Milhares de trabalhadores da Airbus em Espanha iniciaram, a 25 de agosto, uma greve por tempo indeterminado, depois de terem rejeitado uma proposta da empresa relativa a salários e condições de trabalho.

A paralisação começou depois de uma série de greves realizadas entre 1 e 23 de julho e de novas ações de três horas e assembleias de trabalhadores realizadas no dia anterior. O comité de greve confirmou que a atual paralisação decorre durante períodos completos de 24 horas e não tem uma data prevista para terminar.

Os trabalhadores das várias instalações da Airbus em Espanha decidiram avançar com a greve enquanto prosseguem as negociações. Os sindicatos consideram que a proposta apresentada pela empresa não contém compromissos suficientemente concretos nem prazos definidos para resolver vários dos pontos ainda em discussão.

As duas partes deverão regressar à mesa de mediação esta quinta-feira, 27 de agosto.

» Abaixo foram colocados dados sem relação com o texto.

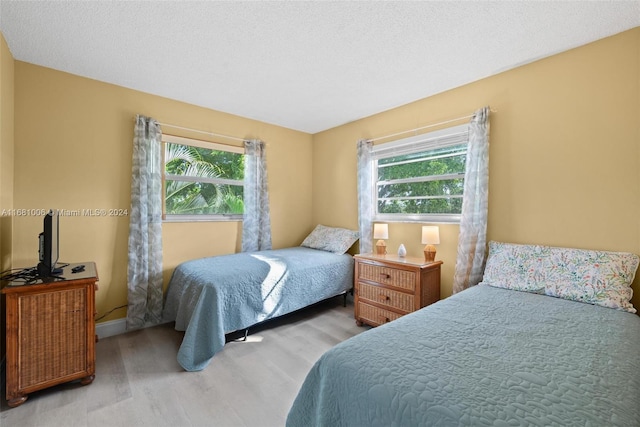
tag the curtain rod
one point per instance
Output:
(424, 127)
(203, 132)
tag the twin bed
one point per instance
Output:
(211, 297)
(548, 338)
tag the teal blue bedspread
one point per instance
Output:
(212, 296)
(483, 357)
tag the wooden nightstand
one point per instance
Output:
(387, 287)
(50, 332)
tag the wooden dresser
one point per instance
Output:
(50, 332)
(387, 287)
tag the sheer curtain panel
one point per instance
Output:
(472, 240)
(365, 198)
(256, 227)
(144, 278)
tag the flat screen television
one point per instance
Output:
(49, 245)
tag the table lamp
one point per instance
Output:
(381, 232)
(430, 237)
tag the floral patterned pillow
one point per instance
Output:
(517, 267)
(331, 239)
(594, 277)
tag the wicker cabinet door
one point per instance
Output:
(387, 287)
(52, 332)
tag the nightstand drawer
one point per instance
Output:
(374, 315)
(387, 276)
(400, 300)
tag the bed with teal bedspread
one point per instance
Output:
(210, 297)
(492, 355)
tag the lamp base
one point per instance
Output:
(429, 253)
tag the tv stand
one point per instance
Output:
(50, 331)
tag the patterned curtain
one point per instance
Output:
(475, 205)
(256, 227)
(365, 197)
(144, 278)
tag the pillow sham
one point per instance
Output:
(516, 267)
(331, 239)
(595, 277)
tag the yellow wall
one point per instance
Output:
(73, 152)
(564, 156)
(6, 165)
(564, 166)
(6, 150)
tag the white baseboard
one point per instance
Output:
(111, 328)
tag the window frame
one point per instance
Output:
(447, 137)
(172, 139)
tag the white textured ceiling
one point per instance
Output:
(308, 66)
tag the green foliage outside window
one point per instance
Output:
(203, 181)
(428, 182)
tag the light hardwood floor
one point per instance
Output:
(139, 382)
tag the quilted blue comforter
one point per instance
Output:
(483, 357)
(212, 296)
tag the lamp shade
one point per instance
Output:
(430, 235)
(380, 231)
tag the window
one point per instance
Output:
(421, 178)
(202, 180)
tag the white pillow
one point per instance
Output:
(331, 239)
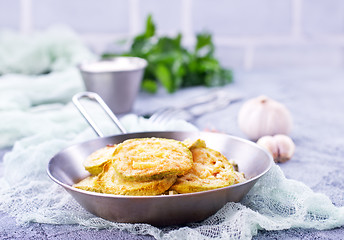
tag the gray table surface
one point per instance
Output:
(316, 101)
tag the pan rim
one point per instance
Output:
(113, 196)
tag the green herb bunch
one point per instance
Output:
(173, 65)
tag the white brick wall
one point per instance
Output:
(249, 34)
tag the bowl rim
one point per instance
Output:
(113, 196)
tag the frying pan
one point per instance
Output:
(66, 168)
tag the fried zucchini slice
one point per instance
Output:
(89, 184)
(194, 143)
(144, 159)
(210, 170)
(112, 183)
(94, 163)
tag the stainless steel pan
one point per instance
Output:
(66, 168)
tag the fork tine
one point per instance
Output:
(162, 116)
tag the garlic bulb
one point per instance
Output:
(263, 116)
(280, 146)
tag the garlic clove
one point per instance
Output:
(286, 147)
(280, 146)
(263, 116)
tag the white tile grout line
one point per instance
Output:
(26, 21)
(134, 18)
(296, 18)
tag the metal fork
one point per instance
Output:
(195, 108)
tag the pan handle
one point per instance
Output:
(95, 97)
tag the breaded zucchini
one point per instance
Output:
(89, 184)
(145, 159)
(194, 143)
(210, 170)
(94, 163)
(112, 183)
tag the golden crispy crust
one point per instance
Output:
(151, 158)
(94, 163)
(112, 183)
(211, 170)
(89, 184)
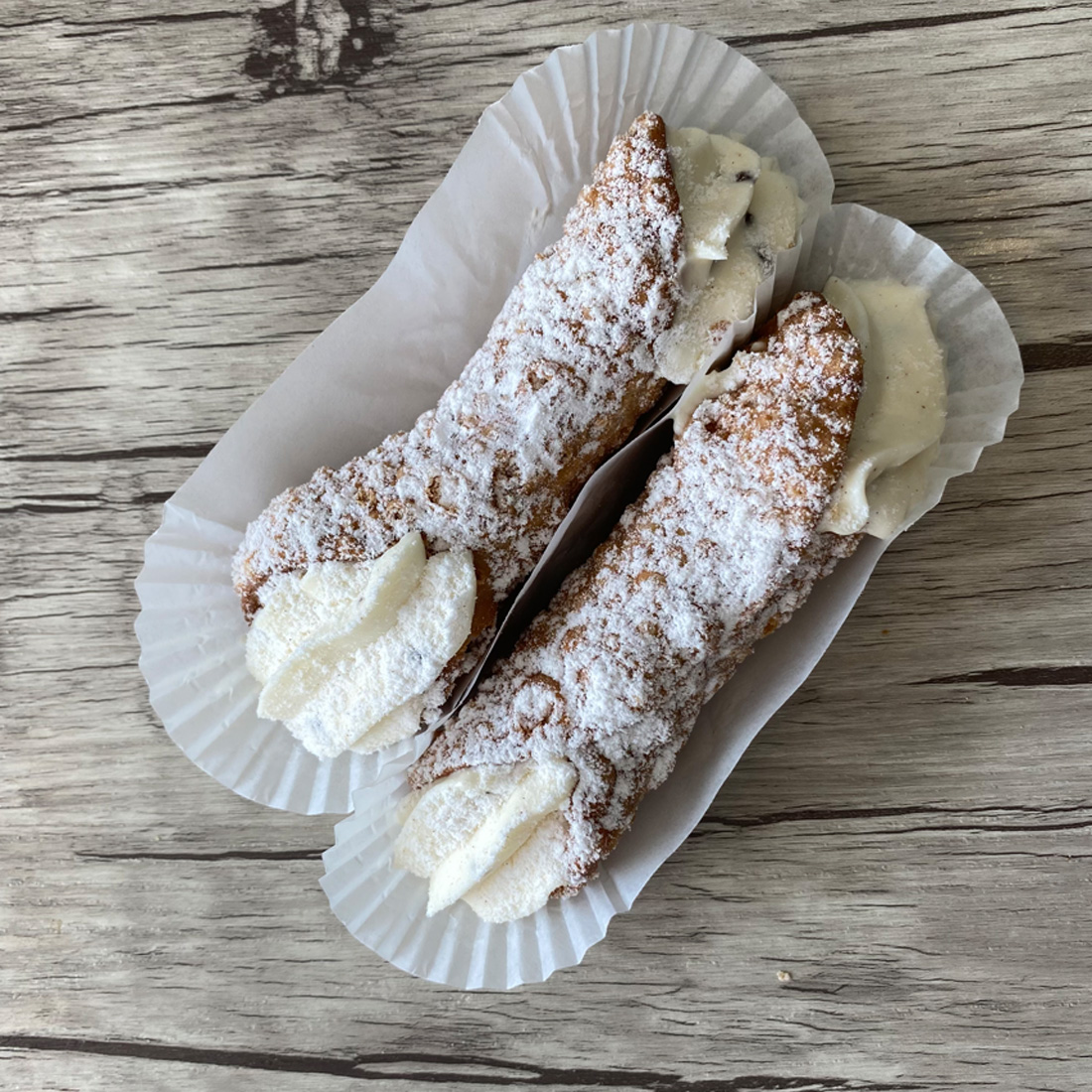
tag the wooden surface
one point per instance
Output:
(891, 892)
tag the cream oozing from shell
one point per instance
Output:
(493, 836)
(739, 210)
(903, 404)
(345, 652)
(490, 836)
(901, 414)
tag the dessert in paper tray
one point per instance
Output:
(502, 852)
(369, 590)
(364, 586)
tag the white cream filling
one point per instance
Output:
(346, 651)
(739, 211)
(901, 414)
(491, 836)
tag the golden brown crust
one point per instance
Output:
(564, 375)
(721, 547)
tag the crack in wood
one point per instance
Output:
(222, 855)
(201, 100)
(1056, 357)
(470, 1069)
(301, 48)
(880, 26)
(833, 815)
(162, 451)
(1072, 675)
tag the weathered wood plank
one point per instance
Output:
(214, 242)
(907, 839)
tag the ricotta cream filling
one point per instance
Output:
(490, 836)
(493, 836)
(901, 414)
(346, 651)
(739, 210)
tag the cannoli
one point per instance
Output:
(366, 587)
(533, 782)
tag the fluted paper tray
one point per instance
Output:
(392, 352)
(384, 907)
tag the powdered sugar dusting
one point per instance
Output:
(720, 548)
(565, 373)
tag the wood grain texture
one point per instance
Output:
(908, 842)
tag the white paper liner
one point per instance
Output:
(391, 353)
(383, 907)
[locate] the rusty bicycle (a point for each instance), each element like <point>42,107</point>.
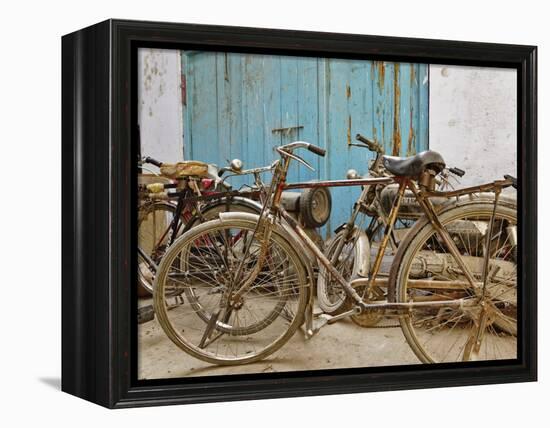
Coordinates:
<point>248,280</point>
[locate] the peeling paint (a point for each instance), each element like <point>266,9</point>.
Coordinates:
<point>349,130</point>
<point>396,141</point>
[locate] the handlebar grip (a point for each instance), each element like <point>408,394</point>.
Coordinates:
<point>222,171</point>
<point>153,161</point>
<point>457,171</point>
<point>514,181</point>
<point>317,150</point>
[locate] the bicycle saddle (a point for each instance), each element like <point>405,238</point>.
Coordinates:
<point>413,166</point>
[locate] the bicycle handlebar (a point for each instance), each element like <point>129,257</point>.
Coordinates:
<point>372,145</point>
<point>457,171</point>
<point>514,180</point>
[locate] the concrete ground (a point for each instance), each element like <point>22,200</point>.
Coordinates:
<point>340,345</point>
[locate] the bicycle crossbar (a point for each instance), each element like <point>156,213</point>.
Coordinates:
<point>339,183</point>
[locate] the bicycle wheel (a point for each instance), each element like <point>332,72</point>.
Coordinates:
<point>153,237</point>
<point>484,327</point>
<point>331,296</point>
<point>208,321</point>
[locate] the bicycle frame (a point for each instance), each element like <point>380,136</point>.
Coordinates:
<point>423,198</point>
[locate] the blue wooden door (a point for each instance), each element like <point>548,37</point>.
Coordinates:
<point>243,105</point>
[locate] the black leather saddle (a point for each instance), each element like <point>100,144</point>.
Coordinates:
<point>413,166</point>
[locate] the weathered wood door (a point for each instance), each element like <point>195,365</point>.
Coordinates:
<point>243,105</point>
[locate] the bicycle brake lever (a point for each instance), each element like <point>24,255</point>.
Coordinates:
<point>298,158</point>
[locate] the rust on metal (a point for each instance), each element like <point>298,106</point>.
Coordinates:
<point>396,143</point>
<point>411,149</point>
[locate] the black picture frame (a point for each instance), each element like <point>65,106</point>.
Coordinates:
<point>98,224</point>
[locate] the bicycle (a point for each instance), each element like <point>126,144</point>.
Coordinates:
<point>349,249</point>
<point>249,283</point>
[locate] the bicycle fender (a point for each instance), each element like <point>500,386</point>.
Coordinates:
<point>286,232</point>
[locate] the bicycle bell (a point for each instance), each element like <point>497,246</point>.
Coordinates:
<point>352,174</point>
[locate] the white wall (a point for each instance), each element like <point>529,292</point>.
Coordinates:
<point>473,120</point>
<point>159,104</point>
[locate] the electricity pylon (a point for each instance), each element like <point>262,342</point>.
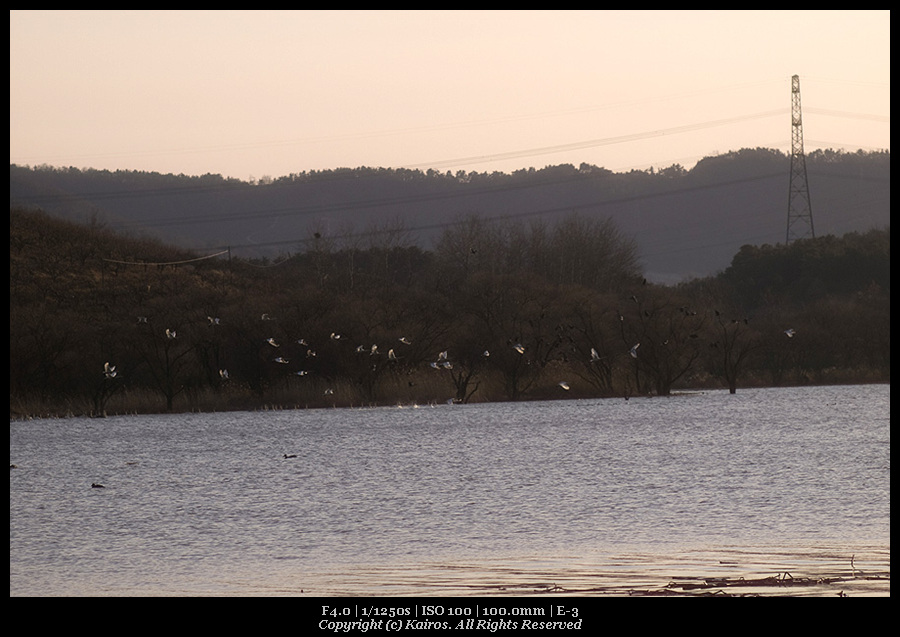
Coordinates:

Segundo os sindicatos, cerca de 90% dos trabalhadores elegíveis aderiram ao primeiro dia completo de greve, provocando já impactos no ritmo de produção. A Airbus, contudo, não confirmou esta percentagem nem revelou se a paralisação está a afetar diretamente a produção de aeronaves ou de componentes.

Salários e condições de trabalho no centro do conflito

O conflito laboral envolve várias questões, entre as quais os aumentos salariais, o regime de trabalho remoto, a marcação de férias, o transporte dos trabalhadores e a aplicação do chamado Bradford Factor, uma fórmula utilizada para avaliar a frequência e duração das ausências por doença.

Os trabalhadores exigem ainda garantias escritas de que futuras alterações organizacionais não resultarão na eliminação de postos de trabalho ou na deterioração das condições laborais. Esta preocupação inclui mudanças relacionadas com as atividades espaciais da Airbus em Espanha.

Outra questão prende-se com as diferenças na progressão salarial entre trabalhadores mais recentes e funcionários com mais anos de serviço que desempenham funções semelhantes.

Durante uma sessão de mediação realizada a 21 de agosto, a Airbus apresentou uma proposta que incluía aumentos salariais associados à inflação, bem como um aumento adicional destinado a recuperar poder de compra. A empresa propôs também continuar as negociações sobre outros aspetos das condições de trabalho.

A Airbus comprometeu-se ainda a retirar um recurso judicial relacionado com pagamentos durante baixas médicas e a devolver valores anteriormente descontados aos trabalhadores, de acordo com documentos divulgados pelo comité de greve.

A proposta acabou por não ser aceite. Nas assembleias realizadas a 24 de agosto, os trabalhadores decidiram avançar para uma greve por tempo indeterminado, mantendo simultaneamente as negociações diárias.

A Airbus apresentou uma nova proposta no dia 26, mas a paralisação manteve-se.

Impacto nas operações comerciais, militares e espaciais

A Airbus emprega cerca de 14.000 pessoas em oito instalações em Espanha, com atividades que abrangem a aviação comercial, a aviação militar, helicópteros e sistemas espaciais.

A área de aviação comercial representa aproximadamente 4.500 trabalhadores distribuídos pelas instalações de Getafe, Illescas e Cádis. Estas unidades são responsáveis pela produção de importantes estruturas utilizadas em vários modelos da Airbus.

Em Getafe são produzidos estabilizadores horizontais destinados às famílias A320, A330 e A350, além da secção traseira da fuselagem do A350.

A fábrica de Illescas fabrica grandes estruturas em materiais compósitos, incluindo os revestimentos das asas do A350 e a porta de carga do convés principal do A350F.

Já a unidade de Cádis produz componentes dos estabilizadores e carenagens das ventoinhas dos motores do A320neo.

Para além da aviação comercial, a Airbus desenvolve atividades militares em Getafe e Sevilha, possui uma unidade de helicópteros em Albacete e desenvolve e fabrica equipamentos para satélites e lançadores na região de Madrid.

A duração da greve e o seu eventual impacto sobre a produção da Airbus em Espanha deverão depender da evolução das negociações previstas para os próximos dias.